New account first bill covers 47 days — proration nightmare
Carlos, CPS Energy is a municipal utility so they have their own rules outside the Texas PUC. But most munis still have proration provisions for initial and final bills. Check the CPS rate manual section on billing period adjustments. Municipal utilities in Texas are generally easier to work with on billing corrections because they answer to the city council, not the PUC.
Felix, found the provision. CPS Rate Manual Section 4.7 says initial bills covering more than 35 days shall have demand charges prorated to a 30-day equivalent. Clear as day. Called CPS billing and they acknowledged the error. Credit of $569 applied to the next bill.
Quick resolution — that is the advantage of municipal utilities. They can make billing corrections without going through a formal dispute process. Carlos, since this is a new restaurant, you should also verify the rate schedule assignment. CPS has specific rates for commercial cooking operations that might be more favorable than the general commercial rate.

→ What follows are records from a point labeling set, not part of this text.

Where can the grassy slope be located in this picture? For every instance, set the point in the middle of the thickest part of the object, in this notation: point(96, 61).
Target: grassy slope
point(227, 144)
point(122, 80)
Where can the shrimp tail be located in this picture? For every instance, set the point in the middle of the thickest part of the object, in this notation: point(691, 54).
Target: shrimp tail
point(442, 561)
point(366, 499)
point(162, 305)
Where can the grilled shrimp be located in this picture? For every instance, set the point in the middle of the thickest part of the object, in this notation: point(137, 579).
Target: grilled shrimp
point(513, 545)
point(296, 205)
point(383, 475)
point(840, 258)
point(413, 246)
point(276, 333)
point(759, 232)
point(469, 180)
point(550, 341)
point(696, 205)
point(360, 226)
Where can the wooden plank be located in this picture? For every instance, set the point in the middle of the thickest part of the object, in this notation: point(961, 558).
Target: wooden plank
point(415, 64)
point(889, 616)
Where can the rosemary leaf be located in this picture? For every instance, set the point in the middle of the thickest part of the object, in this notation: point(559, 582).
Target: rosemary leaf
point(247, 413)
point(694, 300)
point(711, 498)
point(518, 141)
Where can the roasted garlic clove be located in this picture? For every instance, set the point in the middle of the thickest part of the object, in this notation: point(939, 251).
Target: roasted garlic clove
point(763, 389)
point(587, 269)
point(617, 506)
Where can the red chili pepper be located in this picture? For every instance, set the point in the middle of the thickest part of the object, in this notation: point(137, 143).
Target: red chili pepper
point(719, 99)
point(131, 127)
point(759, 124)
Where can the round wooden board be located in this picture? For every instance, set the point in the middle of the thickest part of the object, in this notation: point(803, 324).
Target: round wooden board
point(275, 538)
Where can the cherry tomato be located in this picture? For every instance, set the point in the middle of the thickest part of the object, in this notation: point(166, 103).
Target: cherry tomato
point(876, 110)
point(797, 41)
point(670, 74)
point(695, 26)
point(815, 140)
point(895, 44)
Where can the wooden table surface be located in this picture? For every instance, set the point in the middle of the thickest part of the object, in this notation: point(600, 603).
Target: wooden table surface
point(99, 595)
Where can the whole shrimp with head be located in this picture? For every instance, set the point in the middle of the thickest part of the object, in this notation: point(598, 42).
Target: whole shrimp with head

Randy, great tip. I compared the general commercial rate to the CPS Commercial Cooking rate (CC-TOU). The CC rate has a lower demand charge but a slightly higher energy rate. For a restaurant that runs heavy kitchen equipment during peak hours, the demand savings outweigh the energy premium. Switching to CC-TOU would save this client about $2,100/year.
Carlos, one more thing on new restaurant accounts — check whether the client qualifies for the CPS economic development rider. San Antonio has an incentive program for new businesses that provides a 10% discount on the first 24 months of service. Many new business owners do not know about it.
Angela, I had no idea that existed. Checking now.
Client qualifies for the economic development rider. 10% discount for 24 months. On an estimated $4,500/month bill, that is $450/month or $10,800 over the two years. Combined with the rate schedule switch saving $2,100/year and the $569 proration correction, this new client is looking at over $15,000 in total savings from one audit of their very first bill. He is telling every restaurant owner he knows about AAUBA.
$15,000 in savings found on a first bill audit for a new restaurant. And the referral potential from a happy client in the restaurant industry is enormous — they all know each other. Outstanding work Carlos.